If the number of entries in the table is liable to grow, a common strategy is to increase the table size when the number of entries reaches a certain percentage of the table's current capacity or when the collision rate reaches some critical level. Elements may have to be re-hashed when moved into the enlarged table. The table may also be shrunk if the number of entries falls below some limit.

Another way of dealing with collisions is known as chaining. Here, each hash table entry contains a pointer to a list of colliding elements. The lists are created in a collection. Deletion is more easily implemented under chaining. A linear search is used within a list. Provided the hash function is good, each list is kept short and the operations are fast. See the chapter on lists for the necessary techniques.
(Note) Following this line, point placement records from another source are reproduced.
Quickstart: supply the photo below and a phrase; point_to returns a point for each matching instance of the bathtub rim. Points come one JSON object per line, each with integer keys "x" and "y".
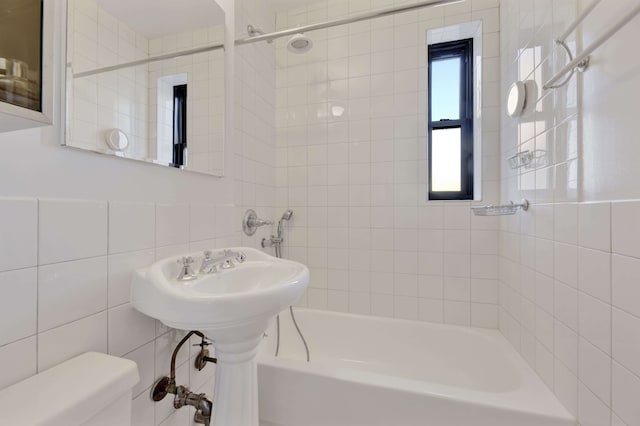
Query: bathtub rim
{"x": 533, "y": 397}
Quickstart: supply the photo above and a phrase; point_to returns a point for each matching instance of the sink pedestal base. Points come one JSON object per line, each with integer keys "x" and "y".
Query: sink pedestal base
{"x": 235, "y": 397}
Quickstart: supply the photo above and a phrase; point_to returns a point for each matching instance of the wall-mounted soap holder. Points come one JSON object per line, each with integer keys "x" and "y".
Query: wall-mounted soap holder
{"x": 501, "y": 210}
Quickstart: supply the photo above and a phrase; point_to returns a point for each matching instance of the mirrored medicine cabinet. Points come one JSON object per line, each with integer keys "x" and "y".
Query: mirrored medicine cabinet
{"x": 145, "y": 81}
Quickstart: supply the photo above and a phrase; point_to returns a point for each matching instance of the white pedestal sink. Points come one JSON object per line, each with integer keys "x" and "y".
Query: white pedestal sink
{"x": 232, "y": 307}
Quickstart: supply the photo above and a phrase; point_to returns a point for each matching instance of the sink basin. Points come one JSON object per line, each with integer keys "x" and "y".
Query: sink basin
{"x": 230, "y": 300}
{"x": 233, "y": 307}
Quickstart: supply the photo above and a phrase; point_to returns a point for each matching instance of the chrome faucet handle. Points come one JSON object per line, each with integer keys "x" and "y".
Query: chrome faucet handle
{"x": 186, "y": 272}
{"x": 186, "y": 261}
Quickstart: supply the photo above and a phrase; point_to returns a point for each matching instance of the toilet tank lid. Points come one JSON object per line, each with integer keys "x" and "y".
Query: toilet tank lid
{"x": 69, "y": 393}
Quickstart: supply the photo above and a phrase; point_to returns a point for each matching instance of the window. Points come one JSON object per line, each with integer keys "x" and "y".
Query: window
{"x": 179, "y": 125}
{"x": 450, "y": 125}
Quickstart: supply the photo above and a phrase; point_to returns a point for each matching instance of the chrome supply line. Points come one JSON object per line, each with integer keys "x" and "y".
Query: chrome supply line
{"x": 272, "y": 36}
{"x": 581, "y": 61}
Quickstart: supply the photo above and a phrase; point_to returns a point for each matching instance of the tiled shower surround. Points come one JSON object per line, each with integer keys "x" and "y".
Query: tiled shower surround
{"x": 352, "y": 165}
{"x": 560, "y": 281}
{"x": 67, "y": 268}
{"x": 569, "y": 268}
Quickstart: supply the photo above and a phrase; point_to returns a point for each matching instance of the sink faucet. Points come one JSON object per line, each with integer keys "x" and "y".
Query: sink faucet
{"x": 223, "y": 260}
{"x": 186, "y": 272}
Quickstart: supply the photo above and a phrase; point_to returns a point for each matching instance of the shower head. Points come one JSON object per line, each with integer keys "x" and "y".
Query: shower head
{"x": 299, "y": 43}
{"x": 287, "y": 215}
{"x": 254, "y": 31}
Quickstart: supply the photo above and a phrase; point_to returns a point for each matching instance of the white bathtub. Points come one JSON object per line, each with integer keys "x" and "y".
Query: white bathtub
{"x": 375, "y": 371}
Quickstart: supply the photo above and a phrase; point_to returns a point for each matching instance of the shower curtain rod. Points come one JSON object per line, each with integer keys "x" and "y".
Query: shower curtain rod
{"x": 274, "y": 35}
{"x": 343, "y": 21}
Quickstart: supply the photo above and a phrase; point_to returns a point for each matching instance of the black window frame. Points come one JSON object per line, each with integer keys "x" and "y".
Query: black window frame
{"x": 464, "y": 50}
{"x": 179, "y": 126}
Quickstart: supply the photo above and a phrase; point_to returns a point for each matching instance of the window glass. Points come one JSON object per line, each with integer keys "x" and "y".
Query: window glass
{"x": 445, "y": 89}
{"x": 445, "y": 164}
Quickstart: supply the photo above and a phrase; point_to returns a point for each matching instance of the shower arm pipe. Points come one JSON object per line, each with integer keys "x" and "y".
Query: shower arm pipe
{"x": 343, "y": 21}
{"x": 593, "y": 46}
{"x": 270, "y": 36}
{"x": 173, "y": 55}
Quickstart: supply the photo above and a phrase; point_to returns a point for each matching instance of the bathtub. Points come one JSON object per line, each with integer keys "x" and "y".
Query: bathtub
{"x": 368, "y": 371}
The hash function randomises the order in which elements are stored in the hash table. This makes it difficult to process the elements sequentially and may rule against the use of a hash table in some applications.

Notes

See Rabin's [String Searching] algorithm for an application of hashing.

Tables by Tree Structures

Various tree-based data-structures can be used to implement tables efficiently, e.g.

Exercises

A table is implemented by an array of 1000 elements; initially there are 600 members. What are the approximate relative efficiencies of using
1. linear search and an unsorted array
2. binary search and a sorted array
3. hashing
under the following circumstances
1. 1000 insertions, 1000 deletions and 1000 lookups (interleaved)
2. 100 insertions, 100 deletions and 2800 lookups (interleaved)
Implement a delete operator for a hash table under linear-probing. Think carefully about what happens if x and y collide, and the sequence
```
insert(x,T); insert(y,T); delete(x,T); lookup(y,T)
```
is performed. One possible technique is to mark entries such as x as `deleted'. Search terminates at an empty array slot but continues over a deleted slot. Performance may deteriorate if there are many deletions. Think of other techniques.
Long: Implement a small data base of telephone numbers. The key type is a name, assumed unique. The associated data is a telephone number of up to 10 digits.

The data base commands are:

I name number -- insert a new entry

D name -- delete an entry

P name -- print the number associated with name

(i) Implement a suitable table as a class or module (depending on your programming language) which uses a hash-table internally and exports the table operations.
(ii) Implement an alternative table class/module which uses a sorted array and binary-search internally and exports the table operations.
(iii) Implement a command processor which makes use of a table class/module. Ideally each part should be carried out by a different programmer. Consider the issue of errors, such as trying to print a missing entry, and fully specify the module interface before starting to write code. Test the components in isolation before putting them together into a complete system.